Clustering/machine learning methods are used to structure data for prioritization, mapping, and downlinking.
Many current and future NASA missions are capable of collecting enormous amounts of data, of which only a small portion can be transmitted to Earth. Communications are limited due to distance, visibility constraints, and competing mission downlinks. Long missions and high-resolution, multispectral imaging devices easily produce data exceeding the available bandwidth. To address this situation, computationally efficient algorithms were developed for analyzing science imagery onboard the spacecraft. These algorithms autonomously cluster the data into classes of similar imagery, enabling selective downlink of representatives of each class, and a map classifying the terrain imaged rather than the full dataset, reducing the volume of the downlinked data. A range of approaches was examined, including k-means clustering using image features based on color, texture, temporal, and spatial arrangement.
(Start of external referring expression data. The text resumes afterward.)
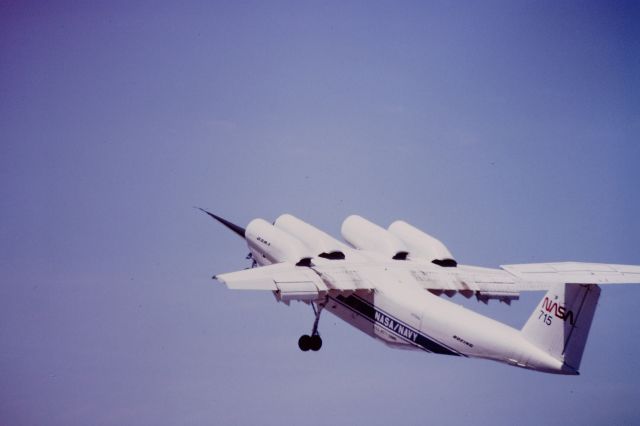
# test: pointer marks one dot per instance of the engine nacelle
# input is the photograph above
(318, 242)
(422, 245)
(365, 235)
(269, 244)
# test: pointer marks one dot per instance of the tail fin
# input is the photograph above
(560, 324)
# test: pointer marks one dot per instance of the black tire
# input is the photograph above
(304, 342)
(315, 343)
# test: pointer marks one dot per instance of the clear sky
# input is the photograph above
(509, 129)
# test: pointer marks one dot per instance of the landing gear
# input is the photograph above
(314, 341)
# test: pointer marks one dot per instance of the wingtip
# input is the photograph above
(232, 226)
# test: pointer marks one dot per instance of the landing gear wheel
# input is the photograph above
(304, 342)
(315, 343)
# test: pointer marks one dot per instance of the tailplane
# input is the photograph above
(560, 323)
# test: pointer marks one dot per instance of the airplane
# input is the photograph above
(389, 284)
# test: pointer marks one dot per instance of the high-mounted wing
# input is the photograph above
(288, 282)
(541, 276)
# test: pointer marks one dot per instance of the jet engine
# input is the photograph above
(318, 242)
(269, 244)
(422, 245)
(365, 235)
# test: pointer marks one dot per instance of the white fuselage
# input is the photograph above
(406, 316)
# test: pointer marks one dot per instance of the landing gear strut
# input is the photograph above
(313, 342)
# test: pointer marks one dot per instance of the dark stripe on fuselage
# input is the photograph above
(368, 311)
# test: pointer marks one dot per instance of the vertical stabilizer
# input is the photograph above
(560, 323)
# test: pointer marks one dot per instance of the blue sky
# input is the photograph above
(508, 129)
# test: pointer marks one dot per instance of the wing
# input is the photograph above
(540, 276)
(288, 282)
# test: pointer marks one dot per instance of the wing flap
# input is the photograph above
(541, 275)
(288, 281)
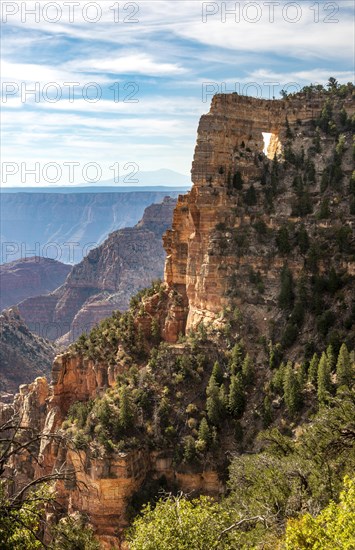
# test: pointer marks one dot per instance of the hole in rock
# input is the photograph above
(272, 145)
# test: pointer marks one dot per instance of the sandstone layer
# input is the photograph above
(23, 355)
(104, 280)
(32, 276)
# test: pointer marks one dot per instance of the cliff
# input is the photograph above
(23, 355)
(128, 260)
(259, 273)
(32, 276)
(65, 226)
(225, 232)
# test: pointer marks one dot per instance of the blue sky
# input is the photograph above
(160, 56)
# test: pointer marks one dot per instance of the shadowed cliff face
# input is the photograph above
(66, 226)
(104, 280)
(29, 277)
(23, 355)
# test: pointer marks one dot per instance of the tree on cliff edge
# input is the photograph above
(23, 508)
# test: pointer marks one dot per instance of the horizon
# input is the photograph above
(123, 90)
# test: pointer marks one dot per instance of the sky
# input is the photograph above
(91, 91)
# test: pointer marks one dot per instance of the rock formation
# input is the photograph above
(23, 355)
(264, 243)
(213, 243)
(104, 280)
(32, 276)
(65, 226)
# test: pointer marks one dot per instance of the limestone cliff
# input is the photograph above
(29, 277)
(23, 355)
(261, 249)
(225, 230)
(104, 280)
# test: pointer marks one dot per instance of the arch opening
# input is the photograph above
(272, 145)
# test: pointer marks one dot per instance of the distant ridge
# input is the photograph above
(97, 189)
(155, 180)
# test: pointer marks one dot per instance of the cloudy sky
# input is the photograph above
(123, 84)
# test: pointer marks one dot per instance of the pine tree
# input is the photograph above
(204, 433)
(126, 413)
(236, 396)
(286, 296)
(344, 370)
(213, 405)
(330, 358)
(217, 373)
(313, 370)
(323, 379)
(235, 361)
(248, 370)
(267, 412)
(289, 134)
(155, 331)
(292, 390)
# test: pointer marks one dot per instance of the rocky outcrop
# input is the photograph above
(32, 276)
(213, 245)
(104, 280)
(23, 355)
(65, 226)
(232, 238)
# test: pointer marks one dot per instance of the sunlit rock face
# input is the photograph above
(205, 258)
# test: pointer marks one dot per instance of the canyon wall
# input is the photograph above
(201, 254)
(128, 260)
(223, 257)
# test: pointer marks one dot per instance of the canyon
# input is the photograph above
(66, 226)
(23, 355)
(127, 261)
(28, 277)
(250, 222)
Several unique challenges influenced design decisions for automatic image analysis. First, onboard processing is limited in spaceflight applications. Avionics computers must satisfy strict radiation and energy constraints, and their resources are shared between continuous autonomous control and data processing. Computational constraints mandate a simple approach to image analysis in which statistical properties of the image serve as proxies for the actual content.
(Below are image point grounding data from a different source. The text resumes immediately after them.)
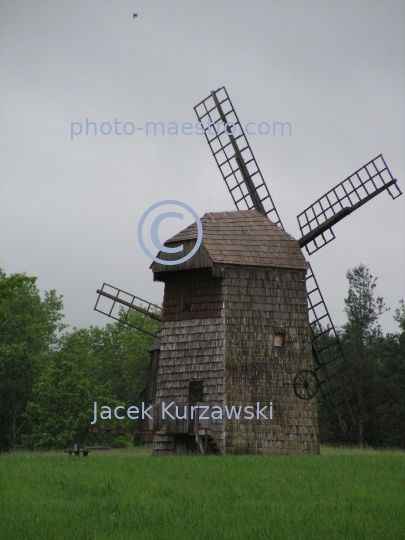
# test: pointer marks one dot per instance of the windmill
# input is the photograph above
(330, 374)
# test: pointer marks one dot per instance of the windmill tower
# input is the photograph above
(244, 319)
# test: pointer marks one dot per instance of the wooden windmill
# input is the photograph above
(244, 318)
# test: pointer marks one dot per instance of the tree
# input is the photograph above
(61, 409)
(360, 332)
(28, 332)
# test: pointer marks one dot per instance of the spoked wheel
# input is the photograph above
(305, 384)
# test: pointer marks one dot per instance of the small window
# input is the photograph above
(196, 392)
(278, 340)
(187, 298)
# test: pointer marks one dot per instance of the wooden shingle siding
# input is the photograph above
(221, 311)
(191, 349)
(256, 371)
(206, 293)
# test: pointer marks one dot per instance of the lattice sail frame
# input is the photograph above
(120, 299)
(315, 222)
(243, 178)
(233, 155)
(335, 380)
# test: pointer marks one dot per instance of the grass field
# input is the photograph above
(127, 494)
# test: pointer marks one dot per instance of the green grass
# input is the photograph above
(127, 494)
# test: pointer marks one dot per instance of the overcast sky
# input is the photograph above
(69, 209)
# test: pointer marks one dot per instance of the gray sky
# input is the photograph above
(69, 209)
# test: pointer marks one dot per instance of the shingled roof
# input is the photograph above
(243, 238)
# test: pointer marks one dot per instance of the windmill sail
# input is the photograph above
(119, 305)
(334, 377)
(245, 182)
(316, 221)
(233, 155)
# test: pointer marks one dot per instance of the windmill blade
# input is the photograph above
(315, 222)
(335, 380)
(233, 155)
(113, 300)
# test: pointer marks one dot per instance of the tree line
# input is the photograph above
(50, 377)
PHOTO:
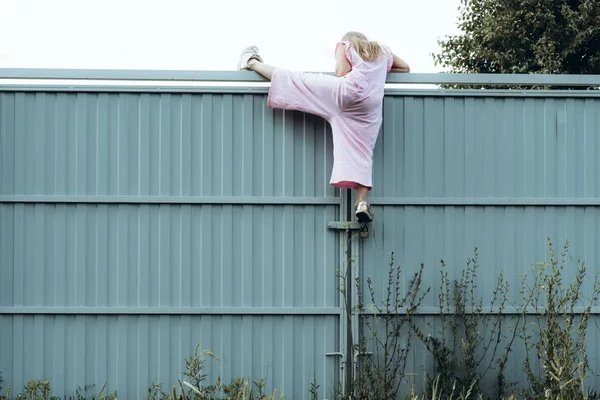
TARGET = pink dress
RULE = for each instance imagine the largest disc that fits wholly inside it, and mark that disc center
(351, 104)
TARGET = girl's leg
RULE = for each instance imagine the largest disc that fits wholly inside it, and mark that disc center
(265, 70)
(364, 212)
(362, 192)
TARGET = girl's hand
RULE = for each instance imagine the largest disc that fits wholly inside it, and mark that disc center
(342, 66)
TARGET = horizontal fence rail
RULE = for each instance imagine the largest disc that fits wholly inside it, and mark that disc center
(248, 76)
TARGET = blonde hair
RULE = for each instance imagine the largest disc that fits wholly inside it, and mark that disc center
(366, 49)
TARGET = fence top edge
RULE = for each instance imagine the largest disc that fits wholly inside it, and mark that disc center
(252, 77)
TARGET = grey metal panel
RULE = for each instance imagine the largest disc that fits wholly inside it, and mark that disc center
(490, 147)
(132, 352)
(498, 173)
(161, 145)
(248, 76)
(167, 256)
(171, 219)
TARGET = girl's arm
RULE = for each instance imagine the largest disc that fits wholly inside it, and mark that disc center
(342, 66)
(399, 65)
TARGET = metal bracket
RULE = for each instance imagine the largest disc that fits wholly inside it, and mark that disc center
(350, 226)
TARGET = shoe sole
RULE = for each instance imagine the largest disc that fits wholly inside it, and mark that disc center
(363, 217)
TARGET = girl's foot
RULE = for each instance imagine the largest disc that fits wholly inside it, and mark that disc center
(364, 212)
(249, 53)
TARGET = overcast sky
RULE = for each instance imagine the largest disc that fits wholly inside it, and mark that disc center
(209, 35)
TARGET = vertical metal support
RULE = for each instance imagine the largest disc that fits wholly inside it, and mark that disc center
(350, 231)
(349, 297)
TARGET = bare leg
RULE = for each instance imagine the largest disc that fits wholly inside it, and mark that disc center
(265, 70)
(362, 192)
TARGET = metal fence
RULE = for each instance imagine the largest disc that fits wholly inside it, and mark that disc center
(140, 219)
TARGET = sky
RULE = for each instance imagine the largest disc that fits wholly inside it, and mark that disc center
(209, 35)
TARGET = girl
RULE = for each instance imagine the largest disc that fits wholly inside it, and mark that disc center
(352, 103)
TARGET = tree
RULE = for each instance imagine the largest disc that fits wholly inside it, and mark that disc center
(524, 36)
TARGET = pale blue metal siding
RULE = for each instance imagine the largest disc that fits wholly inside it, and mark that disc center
(136, 222)
(500, 172)
(135, 226)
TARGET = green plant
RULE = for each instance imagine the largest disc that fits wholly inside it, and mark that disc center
(560, 323)
(37, 390)
(388, 333)
(466, 346)
(81, 394)
(6, 395)
(314, 389)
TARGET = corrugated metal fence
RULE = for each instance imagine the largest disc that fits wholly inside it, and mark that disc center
(139, 221)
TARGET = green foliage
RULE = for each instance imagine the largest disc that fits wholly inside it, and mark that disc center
(524, 36)
(384, 349)
(557, 340)
(468, 342)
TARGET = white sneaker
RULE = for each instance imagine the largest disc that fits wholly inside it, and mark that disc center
(364, 212)
(249, 53)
A major challenge is the diversity of surface features an aerobot might encounter. An aerobot would be in constant motion but difficult to control due to unpredictable atmospheric currents. It would be difficult to schedule image targets in advance or to anticipate the features of interest that will appear. This favors an “unsupervised” approach that makes few assumptions about image content but instead discovers interesting and representative samples based on the intrinsic properties of the data. Clustering is one common unsupervised approach; it classifies a dataset into discrete categories of items with similar properties.
Image features can be considered to fall into one of four groups, or themes, based on the properties they describe. These are color, edge, frequency, and time. The edge and frequency features correlate with image texture, color captures basic color statistics, and time describes the temporal order in which the images were collected.
The main feature of this innovation is the use of clustering/machine learning methods to structure data for prioritization, mapping, and downlink. The effectiveness of clustering rests on the quality of the feature vectors describing each set of data. Features that are redundant, or have little variance, will reduce the effectiveness of clustering. Dimensionality reduction techniques such as principal component analysis (PCA) can transform a high-dimensional feature space into a lower-dimensional space where the new, uncorrelated features have heightened variance. Ideal clusterings contain compact clusters that are spread far apart from one another.